Recursive game tree search using the “my opponent’s loss = my gain” principle to simplify minimax logic

Alpha-Beta Pruning

Skips billions of unnecessary calculations by eliminating branches that cannot affect the final result

Transposition Tables

Caches evaluated positions (8M entries, ~64MB) to avoid redundant computation when the same position is reached via different move sequences

Move Ordering

Tries center columns first (4, 3, 5, 2, 6, 1, 7) for better pruning efficiency, as center positions offer more winning opportunities

CLI Interface

Simple command-line interface for setting positions, displaying boards, and finding optimal moves

How It Works

Bitboards

Instead of using a 2D array like board[6][7], Marlin represents the entire game state using just two 64-bit integers:
  • mask - Marks all occupied cells (by either player)
  • position - Marks only the current player’s pieces
Each column uses 7 bits (6 playable rows + 1 buffer bit), allowing win detection via bitwise operations:
// Horizontal win detection (4 in a row)
uint64_t m = pos & (pos >> 7);   // Find adjacent pairs
if (m & (m >> 14)) {              // Check if pairs are adjacent
    // Four in a row detected!
}
This approach is ~100x faster than traditional array-based representations.

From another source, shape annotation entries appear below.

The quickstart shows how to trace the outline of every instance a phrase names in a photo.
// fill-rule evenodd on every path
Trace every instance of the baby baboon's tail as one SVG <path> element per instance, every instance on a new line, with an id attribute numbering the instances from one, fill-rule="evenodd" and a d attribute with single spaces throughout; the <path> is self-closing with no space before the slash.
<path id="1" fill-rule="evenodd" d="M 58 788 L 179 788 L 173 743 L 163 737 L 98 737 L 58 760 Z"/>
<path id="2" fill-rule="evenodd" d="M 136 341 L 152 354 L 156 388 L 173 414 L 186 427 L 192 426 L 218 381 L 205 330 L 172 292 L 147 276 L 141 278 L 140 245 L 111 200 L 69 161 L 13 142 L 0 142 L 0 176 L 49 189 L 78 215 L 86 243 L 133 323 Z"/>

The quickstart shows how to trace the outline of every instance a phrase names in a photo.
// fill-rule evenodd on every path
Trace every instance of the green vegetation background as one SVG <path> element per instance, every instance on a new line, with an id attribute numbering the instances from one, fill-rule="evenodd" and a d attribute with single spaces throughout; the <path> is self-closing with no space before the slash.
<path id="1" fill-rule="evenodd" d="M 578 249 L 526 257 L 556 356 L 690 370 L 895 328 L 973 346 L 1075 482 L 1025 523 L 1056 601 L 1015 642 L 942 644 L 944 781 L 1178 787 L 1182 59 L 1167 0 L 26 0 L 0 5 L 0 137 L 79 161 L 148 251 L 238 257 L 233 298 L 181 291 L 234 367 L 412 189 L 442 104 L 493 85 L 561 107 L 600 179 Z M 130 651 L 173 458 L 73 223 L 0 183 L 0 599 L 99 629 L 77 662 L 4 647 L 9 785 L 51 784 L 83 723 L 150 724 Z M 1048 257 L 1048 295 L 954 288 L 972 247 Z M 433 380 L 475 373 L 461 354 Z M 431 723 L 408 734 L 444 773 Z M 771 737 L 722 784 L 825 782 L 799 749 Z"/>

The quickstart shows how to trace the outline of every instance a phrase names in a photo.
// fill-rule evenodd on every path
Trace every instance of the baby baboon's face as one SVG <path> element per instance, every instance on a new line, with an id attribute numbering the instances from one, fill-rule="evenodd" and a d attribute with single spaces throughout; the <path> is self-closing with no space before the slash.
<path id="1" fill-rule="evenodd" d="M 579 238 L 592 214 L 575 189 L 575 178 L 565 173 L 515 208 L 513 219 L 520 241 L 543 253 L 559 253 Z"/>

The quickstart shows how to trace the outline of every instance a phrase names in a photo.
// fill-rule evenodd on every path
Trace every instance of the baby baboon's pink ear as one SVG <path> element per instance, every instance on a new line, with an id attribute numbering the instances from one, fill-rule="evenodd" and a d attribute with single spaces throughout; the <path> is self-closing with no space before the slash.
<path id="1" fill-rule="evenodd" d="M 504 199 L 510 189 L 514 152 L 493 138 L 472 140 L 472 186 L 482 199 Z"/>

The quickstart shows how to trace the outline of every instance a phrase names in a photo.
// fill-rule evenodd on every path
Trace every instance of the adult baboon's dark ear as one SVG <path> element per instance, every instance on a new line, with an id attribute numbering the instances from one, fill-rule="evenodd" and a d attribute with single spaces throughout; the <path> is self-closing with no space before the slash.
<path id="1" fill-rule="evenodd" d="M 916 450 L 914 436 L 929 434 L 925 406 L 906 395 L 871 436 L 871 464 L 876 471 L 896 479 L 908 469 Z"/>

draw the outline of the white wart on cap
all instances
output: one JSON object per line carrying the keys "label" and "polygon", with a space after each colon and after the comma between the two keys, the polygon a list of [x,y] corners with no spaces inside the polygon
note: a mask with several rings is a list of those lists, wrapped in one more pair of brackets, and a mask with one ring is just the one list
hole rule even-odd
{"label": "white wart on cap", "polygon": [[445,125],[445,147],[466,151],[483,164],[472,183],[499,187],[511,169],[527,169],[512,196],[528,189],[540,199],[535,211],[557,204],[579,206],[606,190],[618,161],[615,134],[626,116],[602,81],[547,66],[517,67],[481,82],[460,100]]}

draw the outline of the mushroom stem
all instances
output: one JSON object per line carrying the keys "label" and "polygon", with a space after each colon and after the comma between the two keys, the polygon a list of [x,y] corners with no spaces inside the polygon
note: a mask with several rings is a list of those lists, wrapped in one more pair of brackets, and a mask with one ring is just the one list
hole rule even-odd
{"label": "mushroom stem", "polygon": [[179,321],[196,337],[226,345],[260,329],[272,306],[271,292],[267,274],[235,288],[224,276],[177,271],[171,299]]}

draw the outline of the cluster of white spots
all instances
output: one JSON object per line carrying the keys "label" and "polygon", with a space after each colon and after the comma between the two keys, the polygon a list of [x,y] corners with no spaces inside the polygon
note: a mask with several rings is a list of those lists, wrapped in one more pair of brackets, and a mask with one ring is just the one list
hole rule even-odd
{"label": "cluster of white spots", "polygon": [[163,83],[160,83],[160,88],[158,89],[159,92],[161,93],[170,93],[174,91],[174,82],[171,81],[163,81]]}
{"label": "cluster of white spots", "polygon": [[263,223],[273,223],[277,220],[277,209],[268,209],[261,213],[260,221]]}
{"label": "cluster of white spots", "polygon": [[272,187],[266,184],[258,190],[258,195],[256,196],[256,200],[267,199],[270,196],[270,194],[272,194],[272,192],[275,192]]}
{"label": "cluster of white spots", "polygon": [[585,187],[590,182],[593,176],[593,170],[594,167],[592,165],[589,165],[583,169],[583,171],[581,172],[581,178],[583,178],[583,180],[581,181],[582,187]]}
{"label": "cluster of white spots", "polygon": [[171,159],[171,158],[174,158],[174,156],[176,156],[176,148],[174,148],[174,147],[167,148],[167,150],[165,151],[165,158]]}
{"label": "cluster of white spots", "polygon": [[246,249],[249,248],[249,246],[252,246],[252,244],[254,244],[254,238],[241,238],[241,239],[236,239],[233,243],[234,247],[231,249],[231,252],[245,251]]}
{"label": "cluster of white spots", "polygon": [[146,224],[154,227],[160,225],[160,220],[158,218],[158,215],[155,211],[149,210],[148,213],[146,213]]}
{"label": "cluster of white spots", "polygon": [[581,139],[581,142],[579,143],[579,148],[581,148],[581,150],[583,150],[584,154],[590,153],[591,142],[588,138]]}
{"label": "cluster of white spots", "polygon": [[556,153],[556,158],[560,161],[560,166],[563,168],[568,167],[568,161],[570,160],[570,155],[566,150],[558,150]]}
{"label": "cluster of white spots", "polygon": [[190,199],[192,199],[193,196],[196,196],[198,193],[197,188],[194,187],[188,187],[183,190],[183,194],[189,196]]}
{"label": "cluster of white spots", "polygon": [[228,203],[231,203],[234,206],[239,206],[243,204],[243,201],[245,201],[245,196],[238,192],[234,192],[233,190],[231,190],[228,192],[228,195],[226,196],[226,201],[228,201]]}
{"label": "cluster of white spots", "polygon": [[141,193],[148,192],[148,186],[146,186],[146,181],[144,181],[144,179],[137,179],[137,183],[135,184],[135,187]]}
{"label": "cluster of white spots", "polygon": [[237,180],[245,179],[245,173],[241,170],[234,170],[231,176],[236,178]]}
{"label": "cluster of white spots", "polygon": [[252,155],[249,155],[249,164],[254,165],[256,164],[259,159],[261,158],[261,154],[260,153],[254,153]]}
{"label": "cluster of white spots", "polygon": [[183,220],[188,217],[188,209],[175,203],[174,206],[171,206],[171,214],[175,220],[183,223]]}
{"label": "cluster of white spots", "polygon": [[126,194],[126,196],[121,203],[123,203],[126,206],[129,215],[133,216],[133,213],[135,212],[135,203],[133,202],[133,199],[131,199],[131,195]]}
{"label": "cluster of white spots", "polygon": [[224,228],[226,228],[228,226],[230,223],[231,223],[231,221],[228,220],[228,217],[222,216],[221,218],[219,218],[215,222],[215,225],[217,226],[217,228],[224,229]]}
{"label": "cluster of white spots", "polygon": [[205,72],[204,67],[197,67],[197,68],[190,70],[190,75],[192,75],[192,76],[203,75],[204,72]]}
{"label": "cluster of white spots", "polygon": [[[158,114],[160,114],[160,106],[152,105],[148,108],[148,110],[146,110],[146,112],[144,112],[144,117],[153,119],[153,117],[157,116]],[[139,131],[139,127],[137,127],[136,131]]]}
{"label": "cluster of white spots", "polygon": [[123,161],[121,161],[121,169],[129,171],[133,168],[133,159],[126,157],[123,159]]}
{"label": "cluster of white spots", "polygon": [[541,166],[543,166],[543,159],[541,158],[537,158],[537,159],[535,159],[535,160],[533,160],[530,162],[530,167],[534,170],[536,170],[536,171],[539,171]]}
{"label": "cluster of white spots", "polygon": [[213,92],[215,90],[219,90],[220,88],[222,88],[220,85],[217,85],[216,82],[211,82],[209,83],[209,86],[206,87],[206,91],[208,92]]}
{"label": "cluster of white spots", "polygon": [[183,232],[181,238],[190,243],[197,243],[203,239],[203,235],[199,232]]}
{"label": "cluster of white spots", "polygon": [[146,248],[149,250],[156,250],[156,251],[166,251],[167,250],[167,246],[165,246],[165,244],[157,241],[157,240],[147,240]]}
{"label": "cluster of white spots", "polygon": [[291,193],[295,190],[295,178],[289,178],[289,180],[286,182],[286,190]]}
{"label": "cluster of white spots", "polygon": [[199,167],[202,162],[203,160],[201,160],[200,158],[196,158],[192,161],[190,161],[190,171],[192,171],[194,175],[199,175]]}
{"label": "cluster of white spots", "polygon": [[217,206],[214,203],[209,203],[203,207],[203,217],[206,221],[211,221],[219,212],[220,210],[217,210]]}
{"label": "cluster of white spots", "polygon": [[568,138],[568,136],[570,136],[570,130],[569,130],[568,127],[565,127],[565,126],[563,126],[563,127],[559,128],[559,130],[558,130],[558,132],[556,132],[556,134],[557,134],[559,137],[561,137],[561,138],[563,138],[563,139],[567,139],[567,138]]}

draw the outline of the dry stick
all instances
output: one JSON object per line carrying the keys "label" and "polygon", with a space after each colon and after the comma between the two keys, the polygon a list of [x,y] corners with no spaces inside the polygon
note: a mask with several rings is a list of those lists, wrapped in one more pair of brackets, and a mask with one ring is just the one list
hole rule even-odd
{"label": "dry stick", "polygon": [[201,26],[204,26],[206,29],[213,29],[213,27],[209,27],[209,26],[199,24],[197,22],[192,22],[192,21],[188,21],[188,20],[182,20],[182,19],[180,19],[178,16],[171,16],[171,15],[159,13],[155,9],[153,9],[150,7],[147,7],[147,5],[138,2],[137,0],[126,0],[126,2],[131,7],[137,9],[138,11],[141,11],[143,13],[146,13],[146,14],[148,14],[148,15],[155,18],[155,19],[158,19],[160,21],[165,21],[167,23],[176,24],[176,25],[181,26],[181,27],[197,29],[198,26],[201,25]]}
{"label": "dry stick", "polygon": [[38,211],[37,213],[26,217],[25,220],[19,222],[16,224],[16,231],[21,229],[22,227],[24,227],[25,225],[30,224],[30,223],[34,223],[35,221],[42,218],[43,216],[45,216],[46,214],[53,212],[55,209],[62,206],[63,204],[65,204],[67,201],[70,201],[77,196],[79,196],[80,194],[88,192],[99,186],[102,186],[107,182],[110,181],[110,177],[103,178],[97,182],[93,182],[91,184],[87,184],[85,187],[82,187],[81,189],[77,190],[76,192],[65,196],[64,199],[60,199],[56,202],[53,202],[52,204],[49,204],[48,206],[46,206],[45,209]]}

Negamax with Alpha-Beta Pruning

Marlin searches the game tree recursively, exploring all possible move sequences. The alpha-beta pruning optimization eliminates branches that cannot improve the outcome:
  • Alpha: Best score the current player is guaranteed (lower bound)
  • Beta: Worst score the opponent will allow (upper bound)
  • When alpha >= beta, the remaining moves in that branch can be safely skipped
Combined with move ordering (trying center columns first), this reduces the search space dramatically.

Transposition Tables

The same board position can be reached through different move sequences. For example:
  • Sequence A: 1, 2, 3 → [same board] ← Sequence B: 3, 2, 1
Marlin’s transposition table caches position evaluations, so each unique board state is only analyzed once, regardless of how many different move orders lead to it.

Understanding Scores

When Marlin analyzes a position, it returns a score from the current player’s perspective:
  • Positive score → Current player can force a win
  • Zero → Draw with perfect play from both sides
  • Negative score → Opponent can force a win
  • Higher magnitude → Faster win/loss
For example, a score of +18 means the current player can force a win in 18 moves.

Get Started

Installation

Build Marlin from source using CMake

Quick Start

Run your first analysis in 2 minutes

Core Concepts

Deep dive into bitboards, negamax, and alpha-beta pruning
Marlin is an educational project that demonstrates how classic game-playing algorithms work in practice. It’s perfect for learning about bitboards, alpha-beta pruning, and transposition tables.